The development and promotion of d3 competencies for teachers (LK) in the subjects of art and music require both subject-specific and interdisciplinary coordination. This is aligned during regular networking meetings with the involved stakeholders, considering the objectives and current work status of the sub-projects. Different approaches, especially concerning the concept of post-digitality and the related DPACK model, are harmonized and related to participation in a "culture of digitality" as an overarching framework. Interdisciplinary networking between music, art, and youth research, among others also in the context of (extracurricular) cultural education (especially through results from the DiKuBi meta-project), creates synergistic effects and transfer possibilities between the subjects of art and music in the thematic complex of digitalization, digitality, diversity, and participation. These have been practiced by the project partners over years of cooperation in various joint projects, especially at the Cologne location with jointly developed and operated interdisciplinary degree programs for the learning area of aesthetic education and the extracurricular degree program Intermedia. This sub-project forms a significant interface for transfer, especially to the interdisciplinary transfer office Regio located at the University of Cologne, and thus a hub for the cross-subject and transdisciplinary aspects of the knowledge developed in the other three sub-projects for transfer into the LKF system, where adaptation possibilities to other subjects and learning areas in the context of aesthetic education are also negotiated. In the first half-year (Hj. 1), an internal work and communication structure is established, based on which transdisciplinary adaptation and transfer possibilities are developed, discussed, and further developed with a view to producing at least one iteratively optimized training module (Hj. 2–5).

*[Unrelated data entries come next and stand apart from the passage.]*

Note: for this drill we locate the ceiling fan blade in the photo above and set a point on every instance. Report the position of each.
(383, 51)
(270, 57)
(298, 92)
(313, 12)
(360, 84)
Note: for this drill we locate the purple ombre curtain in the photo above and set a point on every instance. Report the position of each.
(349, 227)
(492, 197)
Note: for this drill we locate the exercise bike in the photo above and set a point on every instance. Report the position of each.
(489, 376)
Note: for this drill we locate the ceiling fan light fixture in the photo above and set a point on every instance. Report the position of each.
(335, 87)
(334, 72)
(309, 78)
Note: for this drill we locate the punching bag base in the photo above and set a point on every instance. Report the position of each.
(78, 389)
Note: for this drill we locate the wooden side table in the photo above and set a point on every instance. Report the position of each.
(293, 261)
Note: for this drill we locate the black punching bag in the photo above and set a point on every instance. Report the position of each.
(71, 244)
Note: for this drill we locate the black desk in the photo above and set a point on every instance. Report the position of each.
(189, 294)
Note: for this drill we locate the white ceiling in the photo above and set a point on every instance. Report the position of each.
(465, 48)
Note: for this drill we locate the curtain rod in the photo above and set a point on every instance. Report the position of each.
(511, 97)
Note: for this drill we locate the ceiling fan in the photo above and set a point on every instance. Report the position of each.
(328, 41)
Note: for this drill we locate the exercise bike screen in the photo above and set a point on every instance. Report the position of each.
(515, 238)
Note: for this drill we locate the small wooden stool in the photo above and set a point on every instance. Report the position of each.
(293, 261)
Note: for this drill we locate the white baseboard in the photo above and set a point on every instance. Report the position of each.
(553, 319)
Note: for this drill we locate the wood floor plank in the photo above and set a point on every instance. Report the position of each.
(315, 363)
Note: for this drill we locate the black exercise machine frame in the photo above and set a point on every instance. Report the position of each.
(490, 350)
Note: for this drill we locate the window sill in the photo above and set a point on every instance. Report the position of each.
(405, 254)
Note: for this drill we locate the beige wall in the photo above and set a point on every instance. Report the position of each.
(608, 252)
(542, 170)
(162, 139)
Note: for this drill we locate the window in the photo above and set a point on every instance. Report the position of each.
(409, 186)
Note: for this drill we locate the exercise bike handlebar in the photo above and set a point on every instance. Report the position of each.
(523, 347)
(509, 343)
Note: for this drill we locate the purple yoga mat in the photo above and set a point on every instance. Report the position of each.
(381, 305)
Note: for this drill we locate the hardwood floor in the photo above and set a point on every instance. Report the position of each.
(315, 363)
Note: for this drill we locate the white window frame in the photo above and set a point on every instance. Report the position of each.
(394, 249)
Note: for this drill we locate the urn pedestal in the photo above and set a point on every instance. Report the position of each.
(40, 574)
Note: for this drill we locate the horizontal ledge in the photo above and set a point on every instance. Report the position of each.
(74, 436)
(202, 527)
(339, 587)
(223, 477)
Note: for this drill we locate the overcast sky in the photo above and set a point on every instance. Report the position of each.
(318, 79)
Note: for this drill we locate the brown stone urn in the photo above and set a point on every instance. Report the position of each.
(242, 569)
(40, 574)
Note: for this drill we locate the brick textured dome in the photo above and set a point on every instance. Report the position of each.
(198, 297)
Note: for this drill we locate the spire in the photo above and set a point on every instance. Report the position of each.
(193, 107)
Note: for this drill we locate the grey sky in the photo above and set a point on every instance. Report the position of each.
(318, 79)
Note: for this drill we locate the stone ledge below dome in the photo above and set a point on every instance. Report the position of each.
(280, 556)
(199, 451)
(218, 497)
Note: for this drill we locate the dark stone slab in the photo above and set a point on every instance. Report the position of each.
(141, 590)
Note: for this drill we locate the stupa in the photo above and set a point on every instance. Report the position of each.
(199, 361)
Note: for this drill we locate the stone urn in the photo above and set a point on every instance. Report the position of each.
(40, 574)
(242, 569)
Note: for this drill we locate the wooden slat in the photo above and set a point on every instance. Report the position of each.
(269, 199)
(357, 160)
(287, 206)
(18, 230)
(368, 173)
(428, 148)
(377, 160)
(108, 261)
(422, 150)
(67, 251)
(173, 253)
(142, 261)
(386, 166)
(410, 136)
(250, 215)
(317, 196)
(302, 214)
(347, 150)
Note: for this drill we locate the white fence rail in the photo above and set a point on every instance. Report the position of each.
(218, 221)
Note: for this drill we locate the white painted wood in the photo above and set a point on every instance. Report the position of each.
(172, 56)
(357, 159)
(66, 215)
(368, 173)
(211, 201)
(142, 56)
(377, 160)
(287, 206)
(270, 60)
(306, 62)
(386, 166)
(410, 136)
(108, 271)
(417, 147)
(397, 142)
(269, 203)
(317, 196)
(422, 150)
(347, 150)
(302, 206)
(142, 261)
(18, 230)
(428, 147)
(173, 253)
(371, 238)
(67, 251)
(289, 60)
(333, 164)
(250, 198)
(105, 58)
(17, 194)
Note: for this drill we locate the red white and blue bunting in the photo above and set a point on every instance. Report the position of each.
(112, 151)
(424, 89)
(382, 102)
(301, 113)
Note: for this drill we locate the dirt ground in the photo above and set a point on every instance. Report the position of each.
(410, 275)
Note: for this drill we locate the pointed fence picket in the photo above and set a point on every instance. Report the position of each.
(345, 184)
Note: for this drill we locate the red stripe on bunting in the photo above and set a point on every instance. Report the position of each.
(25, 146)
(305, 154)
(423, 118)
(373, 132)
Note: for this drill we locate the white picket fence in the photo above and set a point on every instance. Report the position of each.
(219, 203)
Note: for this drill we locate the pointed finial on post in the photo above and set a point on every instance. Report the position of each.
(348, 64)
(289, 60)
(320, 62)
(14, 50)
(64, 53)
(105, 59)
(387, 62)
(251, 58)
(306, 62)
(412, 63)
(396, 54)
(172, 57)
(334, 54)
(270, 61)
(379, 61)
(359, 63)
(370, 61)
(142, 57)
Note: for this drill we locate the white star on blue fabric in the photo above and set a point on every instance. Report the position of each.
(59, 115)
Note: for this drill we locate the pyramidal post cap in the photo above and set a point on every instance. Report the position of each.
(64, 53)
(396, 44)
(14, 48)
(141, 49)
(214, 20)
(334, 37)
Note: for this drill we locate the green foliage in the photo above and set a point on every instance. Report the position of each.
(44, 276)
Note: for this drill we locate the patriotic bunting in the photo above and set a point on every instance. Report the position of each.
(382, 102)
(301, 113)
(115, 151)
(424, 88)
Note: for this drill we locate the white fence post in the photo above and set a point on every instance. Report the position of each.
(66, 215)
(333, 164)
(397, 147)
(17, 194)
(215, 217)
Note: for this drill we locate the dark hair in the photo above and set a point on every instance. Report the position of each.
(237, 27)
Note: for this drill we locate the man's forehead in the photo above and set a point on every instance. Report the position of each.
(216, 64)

Due to digitalization, creative and artistic fields have undergone significant changes in recent years (Eschment et al., 2020; Jörissen et al., 2023). Particularly through AI, further disruptive transformations are to be expected. These upheavals particularly affect cultural and creative practices in youth culture (Ahlers et al., 2022; Flasche & Carnap, 2021; Flasche & Jörissen, 2022; Jörissen et al., 2020, 2022). Both at the object and clientele levels, artistic school subjects are therefore challenged to further develop a) theoretical and practical learning objectives, b) didactics and methods, and c) professional knowledge and attitudes of teachers. Following the KMK (2020), quality criteria are to be developed against this background that a) ensure the connectability to the learning/understanding of students, b) ensure the depth of the content offered in addition to subject relevance, and c) make learning offers relevant and effective. Come Net Arts Youth Culture contributes survey data, evaluations, and results from five current research projects: Digitalization of Creativity in Youth Culture (DiKuJu); digital artifacts in creative learning settings among young people (MIDAKuK); success conditions of digitalization in cultural education with a view to post-digital youth culture (DIKuBi-Meta); Digital Youth Culture in Rural Areas (BiDiPeri); Digital Transformation of School-based (self-directed) Learning by Students (Council for Cultural Education, 2019). In Hj. 1, these are selectively aggregated and communicated to the other sub-projects; parallel to this, surveys are conducted in artistic instruction at schools in Hj. 1 and the corresponding evaluations are carried out in Hj. 2. In Hj. 3–4, at least one iteratively optimized training module is created. In Hj. 5, the results are finalized and published.